Conversely, DNA was thought to be a simpler molecule, composed of only four types of nucleotides: adenine, thymine, cytosine, and guanine. The “tetranucleotide hypothesis,” an incorrect theory, proposed that these four nucleotides occurred in a fixed, repeating sequence, suggesting a monotonous structure too simple to carry complex genetic information. Despite earlier evidence from the Avery-MacLeod-McCarty experiment in 1944 suggesting DNA’s role in transformation, a degree of skepticism persisted within the scientific community, setting the stage for Hershey and Chase’s decisive investigation.
The Hershey-Chase Experimental Approach
To resolve the debate, Hershey and Chase designed an experiment utilizing bacteriophages, which are viruses that specifically infect bacteria. These viruses are relatively simple, consisting only of a protein coat surrounding a nucleic acid core, which in this case is DNA. Their approach involved selectively labeling the protein and DNA components of the bacteriophages with different radioactive isotopes.
In one set of experiments, bacteriophages were grown in a medium containing radioactive sulfur-35 (35S). Sulfur is present in proteins but not in DNA, so this isotope acted as a specific marker for the viral protein coats. For the other set, bacteriophages were grown in a medium containing radioactive phosphorus-32 (32P). Phosphorus is a component of DNA but not typically found in proteins, thus labeling the viral DNA.
The labeled bacteriophages were then allowed to infect Escherichia coli (E. coli) bacteria. During infection, bacteriophages attach to the outside of the bacterial cell and inject their genetic material into the host. After a brief infection period, the researchers used a blender to agitate the mixture. This blending step was designed to shear off the external viral coats that remained attached to the outside of the bacterial cells, effectively separating them from the bacteria.

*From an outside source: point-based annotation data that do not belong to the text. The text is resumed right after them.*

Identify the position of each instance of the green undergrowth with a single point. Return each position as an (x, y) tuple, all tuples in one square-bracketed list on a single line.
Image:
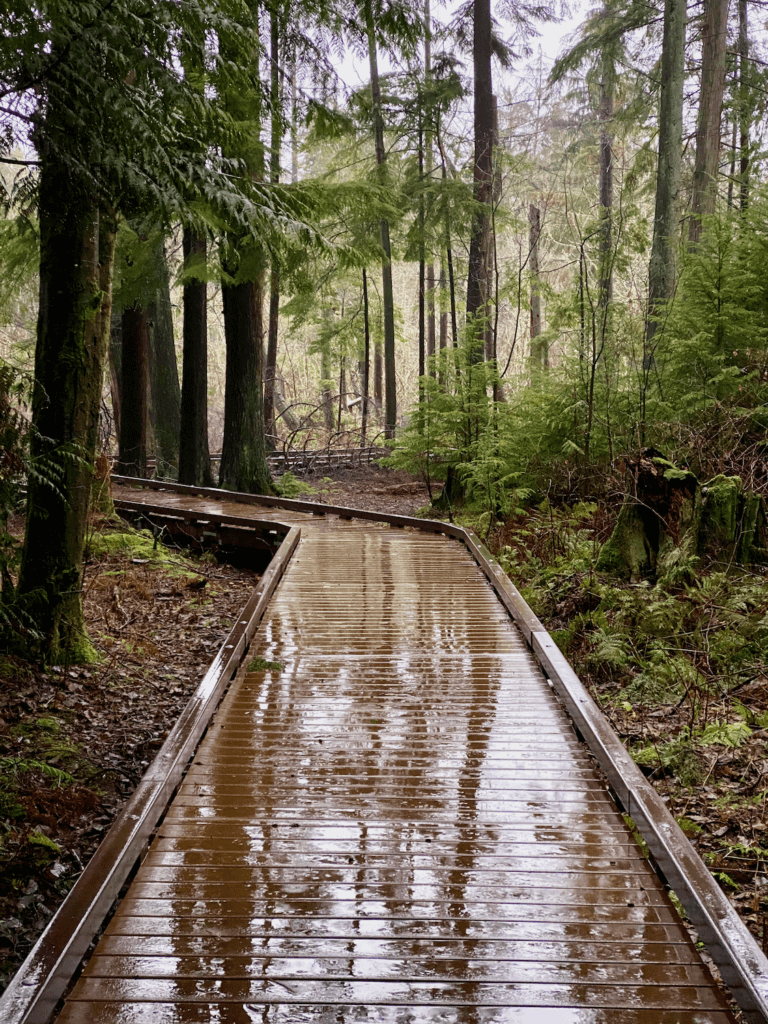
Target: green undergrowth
[(260, 665), (289, 485), (678, 663), (140, 546)]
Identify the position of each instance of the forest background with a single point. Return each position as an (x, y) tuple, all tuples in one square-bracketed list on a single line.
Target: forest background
[(544, 286)]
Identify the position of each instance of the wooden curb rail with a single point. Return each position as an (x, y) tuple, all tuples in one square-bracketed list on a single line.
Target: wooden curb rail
[(742, 964), (42, 979)]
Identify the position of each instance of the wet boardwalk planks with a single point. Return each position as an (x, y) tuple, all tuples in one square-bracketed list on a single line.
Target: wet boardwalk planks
[(397, 825)]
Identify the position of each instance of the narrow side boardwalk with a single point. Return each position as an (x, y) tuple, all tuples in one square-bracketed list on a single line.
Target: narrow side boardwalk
[(397, 824)]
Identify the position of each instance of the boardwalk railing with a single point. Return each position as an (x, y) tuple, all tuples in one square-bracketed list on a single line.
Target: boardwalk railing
[(45, 974)]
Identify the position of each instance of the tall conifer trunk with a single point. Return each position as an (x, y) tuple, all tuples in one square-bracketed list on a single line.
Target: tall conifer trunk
[(134, 391), (429, 282), (606, 187), (662, 266), (77, 249), (195, 459), (244, 465), (366, 358), (165, 406), (714, 38), (539, 350), (390, 388), (478, 299), (743, 104), (270, 367)]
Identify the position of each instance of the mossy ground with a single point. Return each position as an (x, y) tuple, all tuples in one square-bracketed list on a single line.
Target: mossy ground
[(679, 666)]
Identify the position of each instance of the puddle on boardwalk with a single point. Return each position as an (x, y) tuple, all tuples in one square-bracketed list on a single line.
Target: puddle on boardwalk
[(396, 825)]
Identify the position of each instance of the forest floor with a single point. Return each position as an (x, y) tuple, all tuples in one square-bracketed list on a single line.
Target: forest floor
[(74, 741)]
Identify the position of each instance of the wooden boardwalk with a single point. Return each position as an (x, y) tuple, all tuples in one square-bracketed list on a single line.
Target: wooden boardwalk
[(396, 824)]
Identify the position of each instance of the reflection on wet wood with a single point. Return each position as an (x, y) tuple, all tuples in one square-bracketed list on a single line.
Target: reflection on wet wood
[(397, 825)]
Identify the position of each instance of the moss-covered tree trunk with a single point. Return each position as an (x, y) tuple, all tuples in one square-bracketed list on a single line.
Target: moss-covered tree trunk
[(480, 253), (77, 247), (669, 521), (244, 465)]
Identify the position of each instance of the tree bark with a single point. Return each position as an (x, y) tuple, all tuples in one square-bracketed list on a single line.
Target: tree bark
[(165, 406), (366, 358), (743, 104), (276, 141), (428, 167), (714, 38), (195, 459), (77, 248), (662, 266), (115, 359), (244, 465), (605, 286), (539, 350), (478, 299), (390, 385), (134, 391)]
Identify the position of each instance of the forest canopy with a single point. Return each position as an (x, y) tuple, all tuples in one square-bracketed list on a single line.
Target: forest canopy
[(519, 273)]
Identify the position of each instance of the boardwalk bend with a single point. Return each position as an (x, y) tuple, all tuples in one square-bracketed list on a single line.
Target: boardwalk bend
[(390, 815)]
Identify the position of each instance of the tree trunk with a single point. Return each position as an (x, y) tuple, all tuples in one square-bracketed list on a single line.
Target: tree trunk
[(743, 103), (443, 305), (539, 349), (276, 141), (428, 166), (422, 270), (77, 248), (378, 378), (605, 286), (244, 465), (328, 396), (478, 299), (714, 40), (195, 459), (366, 358), (134, 391), (165, 409), (390, 387), (115, 365), (662, 266)]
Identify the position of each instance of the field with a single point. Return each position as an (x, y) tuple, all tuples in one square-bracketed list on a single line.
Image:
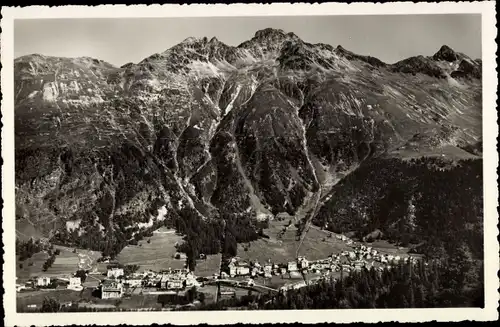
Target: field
[(316, 245), (279, 250), (31, 267), (156, 255), (209, 266), (159, 253), (66, 263), (26, 298)]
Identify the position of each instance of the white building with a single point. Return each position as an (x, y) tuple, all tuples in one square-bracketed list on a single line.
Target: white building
[(115, 272), (133, 282), (43, 281), (242, 270), (303, 262), (111, 290), (75, 284)]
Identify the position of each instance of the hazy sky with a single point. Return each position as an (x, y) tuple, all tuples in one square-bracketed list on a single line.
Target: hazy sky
[(122, 40)]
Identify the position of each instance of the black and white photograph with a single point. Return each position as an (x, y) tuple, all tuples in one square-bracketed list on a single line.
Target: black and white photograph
[(210, 164)]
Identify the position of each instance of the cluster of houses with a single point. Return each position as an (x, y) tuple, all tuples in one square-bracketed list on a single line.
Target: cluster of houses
[(116, 282), (72, 283), (237, 267), (359, 257)]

Following blending, the mixture was subjected to centrifugation, a process that spins samples at high speeds. Centrifugation separates components based on their density, causing the heavier bacterial cells to form a pellet at the bottom of the tube, while the lighter viral particles and detached protein coats remained in the liquid supernatant. By analyzing the radioactivity in the pellet (containing bacteria) and the supernatant (containing viral remnants), Hershey and Chase could determine which viral component had entered the bacterial cells.
Unveiling the Genetic Material
The results of the Hershey-Chase experiment provided clear evidence regarding the nature of the genetic material. When bacteriophages labeled with radioactive phosphorus-32 (32P) were used, the majority of the radioactivity was found within the bacterial pellet after centrifugation. This indicated that the DNA, marked by the 32P, had entered the bacterial cells during the infection process.
In contrast, when bacteriophages labeled with radioactive sulfur-35 (35S) were used, most of the radioactivity remained in the supernatant, outside the bacterial cells. This demonstrated that the protein coats, marked by the 35S, did not enter the bacteria. The observation that radioactive phosphorus (DNA) was found inside the bacteria, while radioactive sulfur (protein) largely stayed outside, led to a direct conclusion. Hershey and Chase concluded that DNA, not protein, was the genetic material injected by the bacteriophages into the bacterial cells to direct the production of new viruses.
The Enduring Impact
The Hershey-Chase experiment provided definitive evidence that DNA is the molecule of heredity. Their findings solidified DNA’s role as the carrier of genetic information, effectively resolving a major scientific debate that had persisted for decades.
This confirmation that DNA is the genetic material paved the way for subsequent groundbreaking research in molecular biology. It directed scientific focus towards understanding DNA’s structure and function. This foundational work was instrumental in setting the stage for James Watson and Francis Crick’s elucidation of the DNA double helix structure in 1953, a discovery that further revolutionized biology and opened new avenues for genetic research.